The Irish romantic comedy Goldfish Memory, which opens this year's Pittsburgh International Lesbian & Gay Film Festival, has ample story content that's appropriate to its venue: a spirited lesbian TV news reporter who hits on a protester at a St. Patrick's Day parade; a raffish lad who returns his current lover's toothbrush personally -- to the man's office -- the morning after.
But writer/director Liz Gill balances these situations with some heterosexual characters facing their own romantic pangs and troubles. It's a choice that puts all (or at least several) combinations of love on equal footing, and that creates a world where "nothing is forbidden," where the closet is mostly for clothes, and where you can't tell what's what or who's who until someone flirts with someone (and sometimes not even then).
So OK. Here goes. Tom is a philandering 40ish college lit professor who fancies brainy younger women, especially his blond student Isolde, with whom he's currently sleeping. Angie is a TV reporter in her 30s who fancies Clara, who's only 22 and who has a progressive young boyfriend who's totally keen on her newly emerging proclivity (and not because he wants to watch).
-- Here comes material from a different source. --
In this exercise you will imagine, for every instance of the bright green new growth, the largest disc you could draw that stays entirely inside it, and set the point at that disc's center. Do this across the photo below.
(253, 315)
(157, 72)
Angie's guy pal Red is a bike messenger who fancies David, a waiter who has a girlfriend and who's "not gay," which he declares between kisses with Red under a streetlight after a few rounds at the pub.
What follows is a roundelay of hookups, breakups and conversations about why we put ourselves through such agony, set in a radiant Dublin by day and night, and all of it pleasantly entertaining, if a bit superfluous and familiar in the post-Queer As Folk and The L Word era (though not the least bit sexually explicit).
It's probably no coincidence that Tom and Angie, the post-twentysomethings in the mix, declare love too early in their relationships and scare their lovers off. ("'I love you' really means 'Do you love me' and 'I own you' and all that crap," Clara tells Angie in bed one morning.) That may seem like a twist on the anticipated head-over-heels naïveté of youth, but Goldfish Memory appears to follow the thinking that the older you get, the lonelier you become, and so love takes on a greater urgency.
Gill keeps her movie bright and airy, with no talk much heavier than some epigrams on love and romance that will make you smile and nod with recognition before you quickly forget them. Her actors are thoroughly charming, and to accent the equality of the pairings, she cuts freely between them in ways that occasionally make it seem like the hets are ringing up the 'mos. Her title comes from the fact (or "fact") that a goldfish's memory lasts for only three seconds. So each trip 'round the fishbowl -- just like each time through the wringer of love -- feels (as they say) like the very first time.